BBC1’s The Miniaturist (26/7 December) is a lavish two-part adaptation of Jessie Burton’s bestseller. It’s also further proof that almost any geographical and historical setting can be conscripted to tell us what’s apparently the only story we’re interested in these days: an alliance of plucky and unfailingly virtuous black people, gay people and women taking on the repressive forces of straight white blokes.
The main character, Nella (Anya Taylor-Joy), is ostensibly a young 17th-century Dutchwoman who’s been married off to a rich Amsterdam merchant. On closer inspection, though, she turns out to be a 21st-century feminist who’s somehow been transported back in time to show our benighted forebears the error of their patriarchal ways.

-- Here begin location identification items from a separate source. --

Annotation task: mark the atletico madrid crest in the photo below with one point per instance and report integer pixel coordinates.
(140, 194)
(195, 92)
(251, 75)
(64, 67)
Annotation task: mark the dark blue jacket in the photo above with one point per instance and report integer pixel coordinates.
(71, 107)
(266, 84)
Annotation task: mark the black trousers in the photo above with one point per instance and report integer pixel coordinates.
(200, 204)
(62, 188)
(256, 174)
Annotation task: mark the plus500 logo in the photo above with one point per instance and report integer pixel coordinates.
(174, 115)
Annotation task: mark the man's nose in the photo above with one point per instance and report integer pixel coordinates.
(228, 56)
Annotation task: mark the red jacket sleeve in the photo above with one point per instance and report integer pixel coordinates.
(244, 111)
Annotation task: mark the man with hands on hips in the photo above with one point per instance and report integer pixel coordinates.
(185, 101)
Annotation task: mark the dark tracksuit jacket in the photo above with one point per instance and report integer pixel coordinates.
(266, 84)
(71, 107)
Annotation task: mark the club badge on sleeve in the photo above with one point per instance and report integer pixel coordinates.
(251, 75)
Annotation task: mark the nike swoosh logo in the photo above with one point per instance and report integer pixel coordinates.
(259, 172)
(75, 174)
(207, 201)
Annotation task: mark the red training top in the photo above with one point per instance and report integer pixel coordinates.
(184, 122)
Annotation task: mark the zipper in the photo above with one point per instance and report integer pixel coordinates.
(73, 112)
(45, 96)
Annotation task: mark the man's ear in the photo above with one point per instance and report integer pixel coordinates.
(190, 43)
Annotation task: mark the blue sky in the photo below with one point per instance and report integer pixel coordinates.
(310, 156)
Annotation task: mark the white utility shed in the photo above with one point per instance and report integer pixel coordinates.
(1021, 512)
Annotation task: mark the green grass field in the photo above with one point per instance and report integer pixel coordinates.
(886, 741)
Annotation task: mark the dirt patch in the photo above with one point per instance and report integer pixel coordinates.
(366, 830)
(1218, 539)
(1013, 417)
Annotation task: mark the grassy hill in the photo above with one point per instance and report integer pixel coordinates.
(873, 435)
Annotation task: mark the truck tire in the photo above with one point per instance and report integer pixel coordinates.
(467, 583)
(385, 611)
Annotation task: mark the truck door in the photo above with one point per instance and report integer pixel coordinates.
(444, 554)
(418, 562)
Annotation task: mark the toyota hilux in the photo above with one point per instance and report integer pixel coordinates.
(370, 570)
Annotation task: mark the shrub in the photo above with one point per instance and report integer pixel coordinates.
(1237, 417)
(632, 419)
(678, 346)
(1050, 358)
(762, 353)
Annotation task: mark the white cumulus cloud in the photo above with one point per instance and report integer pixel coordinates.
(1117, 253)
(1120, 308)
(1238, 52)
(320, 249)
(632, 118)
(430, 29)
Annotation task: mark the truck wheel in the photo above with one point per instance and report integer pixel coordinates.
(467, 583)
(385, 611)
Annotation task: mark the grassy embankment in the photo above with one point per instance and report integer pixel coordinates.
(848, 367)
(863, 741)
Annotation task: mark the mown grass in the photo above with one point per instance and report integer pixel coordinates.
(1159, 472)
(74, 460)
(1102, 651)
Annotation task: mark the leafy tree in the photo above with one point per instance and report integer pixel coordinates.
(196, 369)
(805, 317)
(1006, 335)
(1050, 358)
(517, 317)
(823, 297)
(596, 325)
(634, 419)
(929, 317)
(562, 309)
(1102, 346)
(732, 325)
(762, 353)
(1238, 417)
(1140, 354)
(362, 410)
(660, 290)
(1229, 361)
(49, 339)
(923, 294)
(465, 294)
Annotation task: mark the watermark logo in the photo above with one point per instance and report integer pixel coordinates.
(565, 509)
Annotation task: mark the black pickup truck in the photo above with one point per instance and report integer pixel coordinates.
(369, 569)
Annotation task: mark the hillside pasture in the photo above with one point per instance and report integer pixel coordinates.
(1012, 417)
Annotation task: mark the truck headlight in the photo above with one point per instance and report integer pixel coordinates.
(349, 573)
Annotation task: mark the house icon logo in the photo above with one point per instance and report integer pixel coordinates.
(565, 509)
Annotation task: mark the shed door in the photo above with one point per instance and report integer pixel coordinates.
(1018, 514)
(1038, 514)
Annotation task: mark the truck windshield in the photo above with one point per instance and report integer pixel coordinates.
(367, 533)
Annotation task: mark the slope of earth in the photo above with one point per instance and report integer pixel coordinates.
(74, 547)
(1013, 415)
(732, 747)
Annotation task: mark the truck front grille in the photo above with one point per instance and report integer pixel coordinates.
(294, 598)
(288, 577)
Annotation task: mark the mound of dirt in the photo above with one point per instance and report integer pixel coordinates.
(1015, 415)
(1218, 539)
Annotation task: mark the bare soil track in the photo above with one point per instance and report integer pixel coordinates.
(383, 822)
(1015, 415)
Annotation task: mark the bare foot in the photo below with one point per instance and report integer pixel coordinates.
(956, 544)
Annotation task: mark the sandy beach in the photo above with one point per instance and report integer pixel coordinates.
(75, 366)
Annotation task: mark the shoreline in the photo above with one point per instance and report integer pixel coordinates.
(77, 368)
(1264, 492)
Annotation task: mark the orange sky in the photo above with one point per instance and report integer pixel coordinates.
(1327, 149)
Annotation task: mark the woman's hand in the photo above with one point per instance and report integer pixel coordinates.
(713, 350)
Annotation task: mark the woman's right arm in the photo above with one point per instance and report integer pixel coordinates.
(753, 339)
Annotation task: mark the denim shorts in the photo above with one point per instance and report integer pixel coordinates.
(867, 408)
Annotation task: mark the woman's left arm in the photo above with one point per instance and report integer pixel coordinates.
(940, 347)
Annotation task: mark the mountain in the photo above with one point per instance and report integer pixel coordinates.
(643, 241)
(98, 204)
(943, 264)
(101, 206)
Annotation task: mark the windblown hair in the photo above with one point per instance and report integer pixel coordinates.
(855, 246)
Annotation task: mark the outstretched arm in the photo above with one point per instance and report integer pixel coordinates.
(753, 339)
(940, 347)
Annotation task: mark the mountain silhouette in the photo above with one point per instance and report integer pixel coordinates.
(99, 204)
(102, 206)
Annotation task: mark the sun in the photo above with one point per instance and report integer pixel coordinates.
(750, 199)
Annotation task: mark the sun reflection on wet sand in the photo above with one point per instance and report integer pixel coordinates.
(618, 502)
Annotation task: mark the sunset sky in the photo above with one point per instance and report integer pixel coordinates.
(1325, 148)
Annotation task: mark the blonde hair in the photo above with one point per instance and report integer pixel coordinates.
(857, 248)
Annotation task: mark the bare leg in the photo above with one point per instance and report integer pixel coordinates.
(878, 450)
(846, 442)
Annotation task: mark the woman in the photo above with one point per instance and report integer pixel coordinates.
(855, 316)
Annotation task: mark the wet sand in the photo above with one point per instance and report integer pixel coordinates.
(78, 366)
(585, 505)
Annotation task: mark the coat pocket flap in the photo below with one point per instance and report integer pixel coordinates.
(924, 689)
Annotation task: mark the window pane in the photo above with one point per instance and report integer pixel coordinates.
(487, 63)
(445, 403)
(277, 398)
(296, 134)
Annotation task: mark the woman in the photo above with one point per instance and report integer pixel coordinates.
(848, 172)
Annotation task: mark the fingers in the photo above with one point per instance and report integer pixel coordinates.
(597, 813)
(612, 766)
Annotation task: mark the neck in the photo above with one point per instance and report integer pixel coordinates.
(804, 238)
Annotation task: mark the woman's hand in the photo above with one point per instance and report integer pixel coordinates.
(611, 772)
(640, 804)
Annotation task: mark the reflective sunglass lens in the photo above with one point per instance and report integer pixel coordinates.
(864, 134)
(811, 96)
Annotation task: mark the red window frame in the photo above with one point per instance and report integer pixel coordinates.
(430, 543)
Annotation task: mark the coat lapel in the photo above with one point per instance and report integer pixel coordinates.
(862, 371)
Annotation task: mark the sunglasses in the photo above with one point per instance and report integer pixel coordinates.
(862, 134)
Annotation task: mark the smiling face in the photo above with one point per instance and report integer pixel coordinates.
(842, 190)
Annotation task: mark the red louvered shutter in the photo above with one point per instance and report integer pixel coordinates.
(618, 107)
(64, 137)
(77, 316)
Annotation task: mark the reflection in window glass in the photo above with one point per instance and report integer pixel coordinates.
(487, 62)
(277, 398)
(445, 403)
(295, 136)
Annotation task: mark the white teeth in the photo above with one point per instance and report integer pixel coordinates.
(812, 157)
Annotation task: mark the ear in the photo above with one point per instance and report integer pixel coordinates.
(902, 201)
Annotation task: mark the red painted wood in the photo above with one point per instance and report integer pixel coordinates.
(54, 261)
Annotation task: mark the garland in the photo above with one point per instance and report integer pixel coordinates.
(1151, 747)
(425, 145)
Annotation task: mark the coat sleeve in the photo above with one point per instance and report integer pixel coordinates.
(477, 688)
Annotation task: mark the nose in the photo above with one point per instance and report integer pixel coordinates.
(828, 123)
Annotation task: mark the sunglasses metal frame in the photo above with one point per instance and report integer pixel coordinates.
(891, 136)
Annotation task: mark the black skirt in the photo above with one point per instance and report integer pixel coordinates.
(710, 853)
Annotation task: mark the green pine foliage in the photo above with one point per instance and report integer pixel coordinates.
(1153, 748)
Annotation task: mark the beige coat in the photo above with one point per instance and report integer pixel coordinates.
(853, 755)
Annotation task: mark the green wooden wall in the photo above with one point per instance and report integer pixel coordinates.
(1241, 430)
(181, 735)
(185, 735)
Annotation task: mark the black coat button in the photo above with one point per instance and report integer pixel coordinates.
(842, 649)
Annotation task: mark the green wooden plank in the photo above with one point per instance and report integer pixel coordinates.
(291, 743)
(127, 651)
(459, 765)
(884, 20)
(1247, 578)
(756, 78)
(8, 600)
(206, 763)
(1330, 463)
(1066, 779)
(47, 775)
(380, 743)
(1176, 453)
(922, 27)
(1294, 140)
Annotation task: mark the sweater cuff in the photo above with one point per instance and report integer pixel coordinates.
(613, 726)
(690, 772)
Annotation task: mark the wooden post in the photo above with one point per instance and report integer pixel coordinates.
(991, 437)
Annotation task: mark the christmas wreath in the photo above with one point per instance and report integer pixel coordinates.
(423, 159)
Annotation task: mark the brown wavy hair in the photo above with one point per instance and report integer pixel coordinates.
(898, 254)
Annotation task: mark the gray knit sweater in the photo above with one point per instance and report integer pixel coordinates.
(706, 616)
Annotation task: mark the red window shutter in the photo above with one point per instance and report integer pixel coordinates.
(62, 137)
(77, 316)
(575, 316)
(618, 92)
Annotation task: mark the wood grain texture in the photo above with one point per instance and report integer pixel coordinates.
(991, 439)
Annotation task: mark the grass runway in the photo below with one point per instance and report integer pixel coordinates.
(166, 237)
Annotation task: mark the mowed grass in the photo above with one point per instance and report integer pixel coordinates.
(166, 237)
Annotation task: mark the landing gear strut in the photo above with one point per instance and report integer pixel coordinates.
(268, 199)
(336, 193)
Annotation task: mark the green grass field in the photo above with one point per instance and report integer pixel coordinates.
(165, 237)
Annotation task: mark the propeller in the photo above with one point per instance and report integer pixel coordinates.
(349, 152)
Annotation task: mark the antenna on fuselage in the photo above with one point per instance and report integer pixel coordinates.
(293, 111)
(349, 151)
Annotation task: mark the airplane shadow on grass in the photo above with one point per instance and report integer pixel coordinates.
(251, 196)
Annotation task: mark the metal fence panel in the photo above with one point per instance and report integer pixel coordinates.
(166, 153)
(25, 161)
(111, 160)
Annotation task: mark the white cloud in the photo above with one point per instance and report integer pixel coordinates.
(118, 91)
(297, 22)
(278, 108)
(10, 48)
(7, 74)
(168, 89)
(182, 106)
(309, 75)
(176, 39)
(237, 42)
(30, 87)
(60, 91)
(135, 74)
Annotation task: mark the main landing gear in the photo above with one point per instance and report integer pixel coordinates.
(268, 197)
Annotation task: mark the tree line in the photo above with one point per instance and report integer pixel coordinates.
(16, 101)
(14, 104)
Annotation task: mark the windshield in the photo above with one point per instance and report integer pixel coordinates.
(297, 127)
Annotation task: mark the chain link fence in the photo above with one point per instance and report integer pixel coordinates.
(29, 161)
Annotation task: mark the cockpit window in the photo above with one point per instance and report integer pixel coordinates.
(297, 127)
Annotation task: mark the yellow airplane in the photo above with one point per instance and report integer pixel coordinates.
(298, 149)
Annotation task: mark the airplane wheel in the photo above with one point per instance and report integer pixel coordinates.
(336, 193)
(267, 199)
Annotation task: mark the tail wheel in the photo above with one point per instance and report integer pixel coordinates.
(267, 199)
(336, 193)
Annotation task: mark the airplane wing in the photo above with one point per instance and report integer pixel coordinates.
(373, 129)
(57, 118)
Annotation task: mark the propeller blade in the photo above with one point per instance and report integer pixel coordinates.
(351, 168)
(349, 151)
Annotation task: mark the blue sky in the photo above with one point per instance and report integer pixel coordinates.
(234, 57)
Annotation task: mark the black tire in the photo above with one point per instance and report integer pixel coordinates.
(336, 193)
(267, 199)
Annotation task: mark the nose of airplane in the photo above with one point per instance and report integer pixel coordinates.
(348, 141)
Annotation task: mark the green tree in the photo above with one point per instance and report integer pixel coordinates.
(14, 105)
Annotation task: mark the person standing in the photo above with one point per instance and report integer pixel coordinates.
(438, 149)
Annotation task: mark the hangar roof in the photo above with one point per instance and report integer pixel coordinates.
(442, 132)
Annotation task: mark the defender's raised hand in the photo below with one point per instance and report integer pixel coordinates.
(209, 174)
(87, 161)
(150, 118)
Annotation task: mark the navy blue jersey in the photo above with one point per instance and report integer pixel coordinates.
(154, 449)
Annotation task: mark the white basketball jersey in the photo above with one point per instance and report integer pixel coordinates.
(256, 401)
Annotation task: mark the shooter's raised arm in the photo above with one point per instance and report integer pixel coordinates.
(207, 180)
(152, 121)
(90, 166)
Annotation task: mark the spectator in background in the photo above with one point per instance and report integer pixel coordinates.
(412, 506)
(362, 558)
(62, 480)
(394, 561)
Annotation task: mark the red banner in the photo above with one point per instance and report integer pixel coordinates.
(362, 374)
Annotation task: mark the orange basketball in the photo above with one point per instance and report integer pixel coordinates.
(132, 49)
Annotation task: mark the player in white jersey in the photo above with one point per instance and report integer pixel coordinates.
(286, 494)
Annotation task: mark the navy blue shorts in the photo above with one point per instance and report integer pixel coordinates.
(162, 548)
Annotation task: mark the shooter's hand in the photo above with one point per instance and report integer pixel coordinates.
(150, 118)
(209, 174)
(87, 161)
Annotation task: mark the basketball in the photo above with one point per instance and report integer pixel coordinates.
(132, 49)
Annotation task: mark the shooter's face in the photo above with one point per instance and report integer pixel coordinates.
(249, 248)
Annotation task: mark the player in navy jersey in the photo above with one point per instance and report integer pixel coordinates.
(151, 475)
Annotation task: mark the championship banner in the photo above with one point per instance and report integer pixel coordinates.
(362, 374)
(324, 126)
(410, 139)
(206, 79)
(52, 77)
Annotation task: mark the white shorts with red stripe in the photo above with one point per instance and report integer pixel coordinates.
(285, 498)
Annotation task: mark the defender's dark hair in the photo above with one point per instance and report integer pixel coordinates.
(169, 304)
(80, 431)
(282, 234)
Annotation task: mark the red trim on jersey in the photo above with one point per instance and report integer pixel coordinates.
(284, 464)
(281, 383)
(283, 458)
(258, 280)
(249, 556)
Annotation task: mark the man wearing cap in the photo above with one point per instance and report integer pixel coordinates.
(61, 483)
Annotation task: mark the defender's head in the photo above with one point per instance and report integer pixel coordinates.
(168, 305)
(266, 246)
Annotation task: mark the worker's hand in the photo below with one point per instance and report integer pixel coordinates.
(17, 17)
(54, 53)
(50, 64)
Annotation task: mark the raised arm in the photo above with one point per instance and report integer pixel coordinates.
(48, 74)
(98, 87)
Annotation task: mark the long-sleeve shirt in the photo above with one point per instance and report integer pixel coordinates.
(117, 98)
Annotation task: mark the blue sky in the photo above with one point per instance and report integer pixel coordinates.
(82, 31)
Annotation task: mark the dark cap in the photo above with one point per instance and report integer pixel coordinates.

At first, admittedly, it seems as if the programme will be a straightforward mix of Rebecca and Girl with a Pearl Earring, as Nella walks timidly through a series of immaculate Dutch interiors (cue those black-and-white tiled floors), while being alternately frowned at and rebuked by her husband’s Mrs Danvers-like sister, Marin. Nella’s mousiness, however, doesn’t last. Before long, she’s befriended a kindly black servant and a feisty maid, informed her husband that ‘I want to be your wife [not] just someone you own, like a dog’, and begun to show an increasingly shrewd understanding of the international sugar trade. As part of her stand against bigotry in all its forms, she even gets the puritan Marin (Romola Garai) to realise there are more important things in life than God — female solidarity for one.
The obvious trouble is that, whereas Marin manages to shake off her irritating piety, the programme itself never does. The Miniaturist is always lovely to look at and the cast are uniformly good, despite too often having to deliver lines of slightly portentous, viewer-nudging dialogue.